# Black Hole Evolution Dataset Preparation

This notebook extracts and formats time-series data from TNG100 to enable a LSTM to predict supermassive black hole evolution.


### 1. Environment Setup
---
Import necessary libraries and configure global settings for reproducibility.


In [1]:
import requests
import numpy as np
import torch
import random

random.seed(42)  # Ensures reproducible random sampling later

print(f"NumPy version: {np.__version__}")
print(f"PyTorch version: {torch.__version__}")


NumPy version: 1.24.3
PyTorch version: 2.0.1+cpu


### 2. Load and Filter TNG100 Subhalo Catalog  
---
Locate the TNG100 simulation directory and loading the subhalo catalog from snapshot 33. We then extract all subhalos hosting supermassive black holes (SMBHs).


#### 2.1 Load Preprocessed Dataset
---
This cell loads the preprocessed black hole evolution dataset from the data directory and confirms its structure. It also sets the simulation base path for future data access.

In [3]:
import illustris_python as il
import pandas as pd

# Set simulation base path
basePath = "/home/tnguser/sims.TNG/TNG100-1"

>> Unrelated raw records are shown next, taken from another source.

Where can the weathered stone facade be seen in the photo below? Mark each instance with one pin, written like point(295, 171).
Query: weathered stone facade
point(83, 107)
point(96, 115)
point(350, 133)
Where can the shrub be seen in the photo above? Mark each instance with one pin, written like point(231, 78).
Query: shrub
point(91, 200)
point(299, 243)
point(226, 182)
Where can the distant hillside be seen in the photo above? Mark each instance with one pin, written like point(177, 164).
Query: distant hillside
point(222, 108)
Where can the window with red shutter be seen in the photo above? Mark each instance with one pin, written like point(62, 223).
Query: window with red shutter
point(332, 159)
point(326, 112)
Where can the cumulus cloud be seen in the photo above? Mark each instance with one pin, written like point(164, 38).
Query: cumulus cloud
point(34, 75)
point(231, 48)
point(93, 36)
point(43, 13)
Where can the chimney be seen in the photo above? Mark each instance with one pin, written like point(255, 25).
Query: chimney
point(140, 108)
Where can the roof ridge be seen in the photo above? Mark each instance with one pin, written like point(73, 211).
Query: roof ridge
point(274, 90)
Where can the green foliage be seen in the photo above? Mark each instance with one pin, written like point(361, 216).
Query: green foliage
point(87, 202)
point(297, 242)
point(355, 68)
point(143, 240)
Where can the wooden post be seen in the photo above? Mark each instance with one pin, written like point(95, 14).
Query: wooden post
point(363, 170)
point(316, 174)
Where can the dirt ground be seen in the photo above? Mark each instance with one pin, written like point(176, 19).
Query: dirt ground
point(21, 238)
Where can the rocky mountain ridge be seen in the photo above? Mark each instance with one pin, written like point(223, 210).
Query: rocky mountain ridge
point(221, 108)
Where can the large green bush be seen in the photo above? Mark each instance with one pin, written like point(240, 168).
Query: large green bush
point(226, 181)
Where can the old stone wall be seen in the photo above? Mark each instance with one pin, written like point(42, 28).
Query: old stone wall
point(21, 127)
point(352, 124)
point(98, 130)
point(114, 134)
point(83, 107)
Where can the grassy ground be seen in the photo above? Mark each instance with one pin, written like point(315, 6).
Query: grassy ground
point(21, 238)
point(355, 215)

# Load precompiled black hole sample from CSV
csv_path = "/home/tnguser/cosmic-evolution-ml/black_hole_evolution/data/black_hole_evolution_tng100.csv"
df = pd.read_csv(csv_path)

print(f"Dataset loaded with shape: {df.shape}")
print("Columns:", df.columns.tolist())


Dataset loaded with shape: (2500, 91)
Columns: ['subhalo_id', 'bh_mass_snap18', 'bh_acc_snap18', 'stellar_mass_snap18', 'sfr_snap18', 'halo_mass_snap18', 'vel_disp_snap18', 'bh_mass_snap19', 'bh_acc_snap19', 'stellar_mass_snap19', 'sfr_snap19', 'halo_mass_snap19', 'vel_disp_snap19', 'bh_mass_snap20', 'bh_acc_snap20', 'stellar_mass_snap20', 'sfr_snap20', 'halo_mass_snap20', 'vel_disp_snap20', 'bh_mass_snap21', 'bh_acc_snap21', 'stellar_mass_snap21', 'sfr_snap21', 'halo_mass_snap21', 'vel_disp_snap21', 'bh_mass_snap22', 'bh_acc_snap22', 'stellar_mass_snap22', 'sfr_snap22', 'halo_mass_snap22', 'vel_disp_snap22', 'bh_mass_snap23', 'bh_acc_snap23', 'stellar_mass_snap23', 'sfr_snap23', 'halo_mass_snap23', 'vel_disp_snap23', 'bh_mass_snap24', 'bh_acc_snap24', 'stellar_mass_snap24', 'sfr_snap24', 'halo_mass_snap24', 'vel_disp_snap24', 'bh_mass_snap25', 'bh_acc_snap25', 'stellar_mass_snap25', 'sfr_snap25', 'halo_mass_snap25', 'vel_disp_snap25', 'bh_mass_snap26', 'bh_acc_snap26', 'stellar_mass_s

#### 2.2 Extract Time-Series Data for Modeling
---
This cell organizes the dataset into time-series format, reshaping the features for each black hole into sequences suitable for temporal modeling.

In [7]:
import numpy as np
import torch

# Define input features and target columns
feature_cols = [
    'BH_Mass', 'BH_AccretionRate', 'StellarMass',
    'HaloMass', 'VelocityDispersion', 'SFR'
]
target_cols = [
    'Future_BH_Mass', 'Future_BH_AccretionRate',
    'Future_BH_to_StellarMass_Ratio', 'Quenching_Snapshot'
]

# Get number of time steps (snapshots 18–32 inclusive → 15 steps)
num_steps = 15

# Group by SubhaloID and sort by Snapshot
grouped = df.groupby('subhalo_id')
subhalo_ids = []
sequences = []
targets = []

for sub_id, group in grouped:
    group_sorted = group.sort_values('Snapshot')
    if len(group_sorted) == num_steps:
        subhalo_ids.append(sub_id)
        sequences.append(group_sorted[feature_cols].values)
        targets.append(group_sorted[target_cols].values[-1])  # only final snapshot

# Convert to tensors
X = torch.tensor(np.array(sequences), dtype=torch.float32)
y = torch.tensor(np.array(targets), dtype=torch.float32)

print(f"Input tensor shape: {X.shape}")
print(f"Target tensor shape: {y.shape}")


KeyError: 'Snapshot'